6. Holiday Gay (1967): During the Christmas season the Swallows, a gang of midgets under the direction of Birdie Wing, engages in a series of jewel heists before Jackie and an unexpected white-bearded gentleman dressed in a lavender suit stops them cold.
7. Rally Round the Fag (1967): Jackie is called upon to impersonate a female double agent who has become part of a plot to begin World War III; the case leads him to Stockholm, where he dallies with Swedish agent Sven and Russian agent Boris, and for a brief moment to Spain, where he has to put his bullfighting skills to the test.
8. The Gay Dogs (1967): A vicious gang under the leadership of the dominatrix Anna Lingus dognaps Lady Agatha's Yorkshire Terrier, causing Jackie chivalrously to go to the rescue.
9. Blow the Man Down (1968): When Atlantic ships start disappearing just before a Summit Cruise, Lou Upton calls on Jackie and U.S. Agent Andy Parks for help; they are sucked into the domed city of Atlantis, ruled by the emperor Machas Fruche, a.k.a. Mother Schmucker, where Jackie's musical skills save the day.

== Spinoffs ==
In addition to the nine original books written by Victor J. Banis, three related texts by Elbert Barrow, a.k.a. "Lady Agatha," in which Banis had only partly a hand, a 10th novel, Gay-Safe (probably by Samuel Dodson, according to researcher Lynn Munroe), and a short story have appeared.
1. Sex and the Single Gay by Jackie Holmes, That Man from C.A.M.P. as told to Don Holliday (1967): one of the first gay self-help guides to appear.
2. The C.A.M.P. Guide to Astrology by Lady Agatha and Jackie Holmes, as told to Don Holliday (1967).
3. The C.A.M.P. Cookbook by Lady Agatha in conspiracy with Don Holliday (1968).
4. Gay-Safe (1971): Jackie suspects B.U.T.C.H. is behind the death of Dr.
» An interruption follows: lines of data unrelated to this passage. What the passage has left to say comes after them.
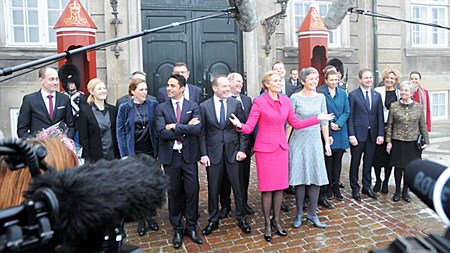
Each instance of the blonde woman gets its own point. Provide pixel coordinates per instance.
(97, 124)
(405, 123)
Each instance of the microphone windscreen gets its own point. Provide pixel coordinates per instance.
(244, 14)
(337, 12)
(421, 176)
(96, 196)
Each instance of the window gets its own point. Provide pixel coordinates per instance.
(30, 22)
(301, 9)
(439, 104)
(431, 11)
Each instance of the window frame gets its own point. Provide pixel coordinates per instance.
(43, 26)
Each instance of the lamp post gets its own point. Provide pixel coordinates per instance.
(270, 24)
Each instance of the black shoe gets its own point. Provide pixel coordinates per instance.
(305, 205)
(377, 186)
(356, 196)
(210, 227)
(406, 197)
(141, 228)
(244, 226)
(195, 237)
(369, 193)
(249, 210)
(385, 188)
(396, 197)
(224, 212)
(177, 240)
(329, 195)
(281, 232)
(152, 224)
(338, 195)
(323, 202)
(290, 190)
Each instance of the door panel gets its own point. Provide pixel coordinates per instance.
(209, 47)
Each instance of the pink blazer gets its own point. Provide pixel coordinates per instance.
(270, 116)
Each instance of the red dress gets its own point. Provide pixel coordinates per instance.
(271, 146)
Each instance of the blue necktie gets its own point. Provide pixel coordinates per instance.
(222, 114)
(367, 100)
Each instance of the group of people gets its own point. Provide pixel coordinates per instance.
(297, 131)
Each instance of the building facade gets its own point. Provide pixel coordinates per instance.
(360, 41)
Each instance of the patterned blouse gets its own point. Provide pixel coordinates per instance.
(406, 122)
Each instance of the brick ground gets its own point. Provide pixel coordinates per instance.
(352, 226)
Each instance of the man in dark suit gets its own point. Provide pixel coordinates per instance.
(191, 92)
(221, 148)
(236, 83)
(178, 125)
(45, 107)
(365, 130)
(135, 75)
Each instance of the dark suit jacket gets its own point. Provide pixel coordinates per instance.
(214, 139)
(165, 114)
(361, 118)
(127, 98)
(34, 117)
(195, 94)
(90, 136)
(125, 127)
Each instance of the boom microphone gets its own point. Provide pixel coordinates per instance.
(337, 12)
(421, 177)
(244, 14)
(95, 196)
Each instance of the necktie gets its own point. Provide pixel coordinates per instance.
(178, 114)
(50, 106)
(222, 114)
(367, 100)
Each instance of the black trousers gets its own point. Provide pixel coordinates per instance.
(225, 190)
(183, 190)
(368, 149)
(215, 174)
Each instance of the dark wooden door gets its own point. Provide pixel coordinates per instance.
(209, 47)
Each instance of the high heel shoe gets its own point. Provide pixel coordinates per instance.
(315, 220)
(396, 197)
(278, 232)
(298, 221)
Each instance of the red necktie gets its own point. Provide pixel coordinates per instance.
(50, 106)
(178, 114)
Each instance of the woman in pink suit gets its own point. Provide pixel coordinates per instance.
(270, 112)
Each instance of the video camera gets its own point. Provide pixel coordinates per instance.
(78, 210)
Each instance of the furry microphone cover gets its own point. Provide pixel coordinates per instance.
(95, 197)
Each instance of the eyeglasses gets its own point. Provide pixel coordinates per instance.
(180, 72)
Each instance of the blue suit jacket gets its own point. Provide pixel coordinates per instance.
(125, 127)
(361, 119)
(195, 94)
(340, 107)
(165, 114)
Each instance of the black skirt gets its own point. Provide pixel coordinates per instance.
(403, 152)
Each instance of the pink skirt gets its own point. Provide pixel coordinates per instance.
(272, 168)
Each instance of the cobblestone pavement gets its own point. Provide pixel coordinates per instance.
(353, 226)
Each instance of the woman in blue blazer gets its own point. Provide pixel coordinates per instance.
(337, 103)
(136, 130)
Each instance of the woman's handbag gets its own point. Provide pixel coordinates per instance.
(419, 142)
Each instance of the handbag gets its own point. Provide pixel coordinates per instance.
(419, 142)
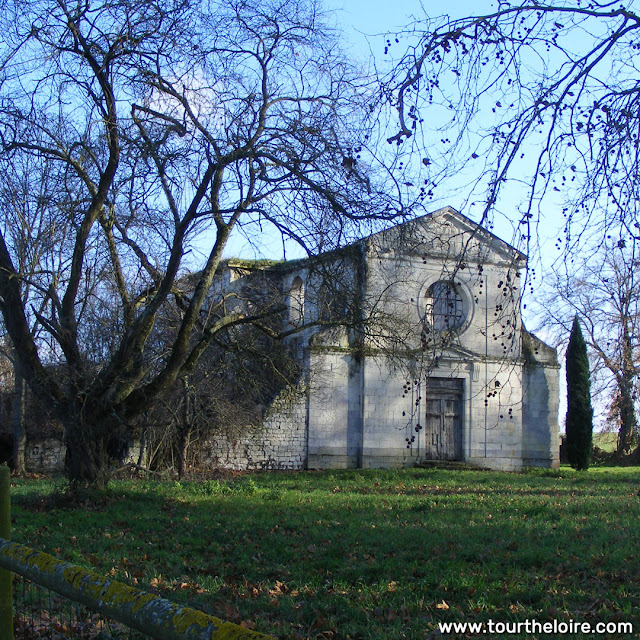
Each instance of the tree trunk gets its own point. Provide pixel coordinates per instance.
(87, 457)
(184, 429)
(19, 432)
Perry Robert, a founder of the Church of the Homosexual Community; LAPD Detective Tom Lattimer and Agent Andy Parks show up to help.
5. "Jackie Returns" (2007): In an original short story by Victor J. Banis, Jackie's cousin Jamie appears to lure him out of retirement.
6. "Love Sucks" (2010): In an original short story, Jackie goes on a dinner date with a potential monster.

A spin-off series is in development, Agents of C.A.M.P., on behalf of the Victor J. Banis Family Foundation. The series will begin with The Golden Doppelbangers, being written by the project lead, Lauren Fox.

== Related works ==
In 1965 in the newsletter of the Philadelphia homophile organization Janus Society, Allen J. Shapiro, writing as A. Jay, began a comic strip The Adventures of Harry Chess: That Man from A.U.N.T.I.E. (Agents Undercover Network To Investigate Evil). The early strips were collected in The Uncensored Adventures of Harry Chess 0068 7/8: That Man from A.U.N.T.I.E. (1966). Later Harry Chess joined FUGG (Federal Undercover Gay Goodguys); most of the episodes were re-published in the Meatmen comic anthologies published by Winston Leyland out of San Francisco.

The Man from Pansy, a novel very similar to The Man from C.A.M.P., appeared in 1967 and is the first in a short series of three gay-oriented pulp fiction novels written by Don Rico. The series' protagonist is hip secret agent Buzz Cardigan who plays gay to infiltrate an underworld of crime and blackmail. The second book in the series is The Daisy Dilemma, also published in 1967, the third is The Passion Flower Puzzle, 1968.